Too many people judge Israeli democracy by the latest lapse, not by its continuing resilience. Most important, equality and liberty are now rooted in Israel’s DNA. Powerful countervailing forces resisting democratic deviations include the Supreme Court, the press, the incumbent president, the pro-democracy lobbies. Intense politicking stripped the Nation-State bill of its harshest provisions, making it more a tribute to Israeli democracy than demagoguery.
While it’s fashionable only to finger-point in Israel’s direction, anyone concerned with the Jewish people’s future should finger-point toward the rabid Diaspora critics, too. As an abstract “long distance relationship,” Israel-Diaspora dynamics mostly occur in a vacuum – lacking the democratic gravitational forces Israel enjoys as a real country. Decades ago, Zionists injected an artificial laughing gas into the vacuum, so most Jews viewed Israel through a happy blue-and-white haze. Today, many leading American Jews keep injecting the most toxic gases into the vacuum. True, such venom gets you published in the New York Times, but have these leaders thought about the damage they’re causing? What happens when you mainstream demonizing lies about Israeli “racism” and “apartheid,” echo exaggerations that Israeli democracy is collapsing and further reject the importance of identity and nationalism in perpetuating Judaism or maintaining healthy democracies – in America or Israel?
This year, students abandoning Israel will throw the demonizing language Jewish leaders have been using about Israel back in those leaders’ faces. These smears are also burning Diaspora leaders’ credibility with the Israeli leaders whose opinions they seek to change.

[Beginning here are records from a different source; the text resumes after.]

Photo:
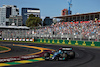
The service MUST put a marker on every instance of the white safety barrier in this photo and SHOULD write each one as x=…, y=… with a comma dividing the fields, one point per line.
x=19, y=39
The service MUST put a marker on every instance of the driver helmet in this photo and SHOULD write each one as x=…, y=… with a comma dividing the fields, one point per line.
x=59, y=51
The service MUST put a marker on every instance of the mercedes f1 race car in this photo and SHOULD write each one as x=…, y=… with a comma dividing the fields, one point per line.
x=64, y=53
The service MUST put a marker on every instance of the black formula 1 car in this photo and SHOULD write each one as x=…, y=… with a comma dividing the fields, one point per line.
x=63, y=53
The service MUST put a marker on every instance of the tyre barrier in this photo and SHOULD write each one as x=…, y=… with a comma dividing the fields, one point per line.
x=70, y=42
x=24, y=57
x=19, y=39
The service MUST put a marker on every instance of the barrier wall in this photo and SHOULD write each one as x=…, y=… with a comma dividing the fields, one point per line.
x=19, y=39
x=84, y=43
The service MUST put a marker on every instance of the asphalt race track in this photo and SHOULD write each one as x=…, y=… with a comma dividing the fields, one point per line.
x=16, y=51
x=85, y=57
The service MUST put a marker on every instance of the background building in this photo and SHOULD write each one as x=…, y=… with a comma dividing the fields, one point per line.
x=65, y=12
x=27, y=11
x=80, y=17
x=48, y=21
x=15, y=20
x=5, y=12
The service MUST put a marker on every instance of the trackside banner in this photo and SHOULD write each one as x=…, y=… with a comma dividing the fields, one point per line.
x=70, y=42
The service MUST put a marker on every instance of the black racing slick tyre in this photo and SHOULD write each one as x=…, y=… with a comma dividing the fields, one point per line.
x=64, y=55
x=72, y=54
x=46, y=56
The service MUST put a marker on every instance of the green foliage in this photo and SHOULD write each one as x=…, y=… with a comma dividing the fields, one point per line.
x=33, y=21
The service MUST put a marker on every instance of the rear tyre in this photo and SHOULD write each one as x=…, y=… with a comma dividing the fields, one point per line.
x=65, y=56
x=72, y=54
x=46, y=56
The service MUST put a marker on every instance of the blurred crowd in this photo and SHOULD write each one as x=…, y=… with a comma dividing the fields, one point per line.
x=85, y=29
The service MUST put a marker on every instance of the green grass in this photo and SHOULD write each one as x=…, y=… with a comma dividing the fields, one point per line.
x=2, y=48
x=49, y=43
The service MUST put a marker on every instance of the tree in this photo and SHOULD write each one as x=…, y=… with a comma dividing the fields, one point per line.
x=33, y=21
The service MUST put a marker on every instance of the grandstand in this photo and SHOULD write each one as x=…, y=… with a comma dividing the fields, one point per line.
x=12, y=29
x=80, y=17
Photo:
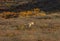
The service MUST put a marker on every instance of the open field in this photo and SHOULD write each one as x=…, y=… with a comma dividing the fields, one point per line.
x=45, y=28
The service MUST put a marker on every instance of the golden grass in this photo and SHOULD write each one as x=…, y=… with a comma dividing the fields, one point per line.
x=34, y=12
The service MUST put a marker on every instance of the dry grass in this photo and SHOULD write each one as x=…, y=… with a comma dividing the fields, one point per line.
x=33, y=12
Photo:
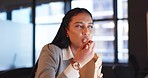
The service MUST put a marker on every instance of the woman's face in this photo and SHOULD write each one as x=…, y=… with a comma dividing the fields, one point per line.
x=80, y=29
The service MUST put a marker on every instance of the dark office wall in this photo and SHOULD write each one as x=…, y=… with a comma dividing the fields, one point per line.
x=138, y=54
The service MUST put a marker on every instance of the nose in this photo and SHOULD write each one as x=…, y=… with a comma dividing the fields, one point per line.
x=85, y=31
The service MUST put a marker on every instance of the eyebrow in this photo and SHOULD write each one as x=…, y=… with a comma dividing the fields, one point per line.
x=82, y=23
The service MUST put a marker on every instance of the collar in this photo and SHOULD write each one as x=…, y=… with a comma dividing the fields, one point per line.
x=67, y=53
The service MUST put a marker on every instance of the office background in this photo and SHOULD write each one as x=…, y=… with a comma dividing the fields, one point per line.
x=120, y=32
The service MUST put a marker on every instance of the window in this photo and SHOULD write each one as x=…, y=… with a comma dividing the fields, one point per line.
x=3, y=16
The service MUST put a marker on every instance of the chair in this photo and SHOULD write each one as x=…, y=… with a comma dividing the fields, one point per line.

Clearly, American Jewish contempt for Netanyahu – and anything he does – is amplified by American Jewish hatred of Donald Trump – and of the Trump-Bibi lovefest. But note a dangerous tic. When America’s president does something they hate, most American Jews say, “There’s something wrong with Trump.” When Israel’s prime minister does something they hate, many say, “There’s something wrong with Israel.”
The Stalked-Home Syndrome violates Zionism’s core values. The Right shouldn’t be so defensive. Israel exists. That should make us feel more secure – and act more responsibly – toward all our citizens. The Left shouldn’t be so offensive – we built Israel and will improve it, sometimes thoughtfully, often fitfully. The Zionist lesson here is not to keep feeding the Israel Indignation Industry – but to keep defending, celebrating, critiquing and building Israel from C to shining C: calmly, creatively, constructively.
The writer is the author of the newly released The Zionist Ideas, an update and expansion of Arthur Hertzberg’s classic anthology The Zionist Idea, published by the Jewish Publication Society. A Distinguished Scholar of North American History at McGill University, Troy is the author of 10 books on American History, including The Age of Clinton: America in the 1990s.